Estas e outras mentes brilhantes o Brasil já possui, indubitavelmente. Porém, sem as condições adequadas para retenção, os talentos continuarão sendo tão exportados quanto as commodities brasileiras. É necessário infraestrutura, financiamento contínuo e valorização destes cientistas. É preciso transformar potencial em oportunidade.
Investimento em talentos
Uma extensa tradição não cria sozinha todas condições necessárias. A universidade mais antiga das Américas, no Peru, e a mais antiga do mundo, na Itália, são relativamente pouco conhecidas. E as primeiras faculdades da UFRJ e da USP foram fundadas há dois séculos – sendo mais antigas que o MIT.
Mas, da mesma forma que não há mais dúvidas sobre a precedência do ovo ou da galinha, é quase impossível inverter a ordem do investimento e dos resultados decorrentes. Não existe pesquisa de alta qualidade com investimento de baixa quantidade.
Mesmo com os atuais cortes governamentais norte-americanos, o orçamento destas universidades ainda segue muito acima das brasileiras. E é com a crise que precisamos aprender a nos adaptar.
É fundamental incentivar o investimento privado em pesquisas e a colaboração entre academia, indústria e governo. E é preciso garantir o financiamento estável de projetos.
Se as verbas federais não são suficientes, é papel das agências estaduais atuar neste investimento – como vêm desempenhando há anos a Fapesp, que atualmente consegue captar e reter talentos com bolsas de pós-doutorado com os maiores valores do Brasil, além de compensar o pagamento da aposentadoria desses profissionais.

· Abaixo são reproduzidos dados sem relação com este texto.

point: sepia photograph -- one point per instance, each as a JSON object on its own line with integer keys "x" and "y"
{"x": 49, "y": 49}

Inovação com jeitinho brasileiro
As conquistas, contudo, não surgem apenas de investimentos. Elas dependem também de ambientes que incentivam as condições necessárias para isto. Os talentos já estão por aí, nos corredores das universidades, apenas aguardando uma oportunidade.
Apesar de dezenas de parques tecnológicos e a constante tentativa de criação de um “Vale do Silício” brasileiro, é preciso inovar à brasileira: na terra do PIX e urnas eletrônicas, é necessário valorizar as jabuticabas e o jeitinho brasileiro.
A grande maioria dos grandes cientistas não nasceu em Cambridge, mas encontrou lá um ambiente capaz de transformar suas ideias em conquistas. O que nos faltam são as condições para que nossos talentos floresçam por aqui.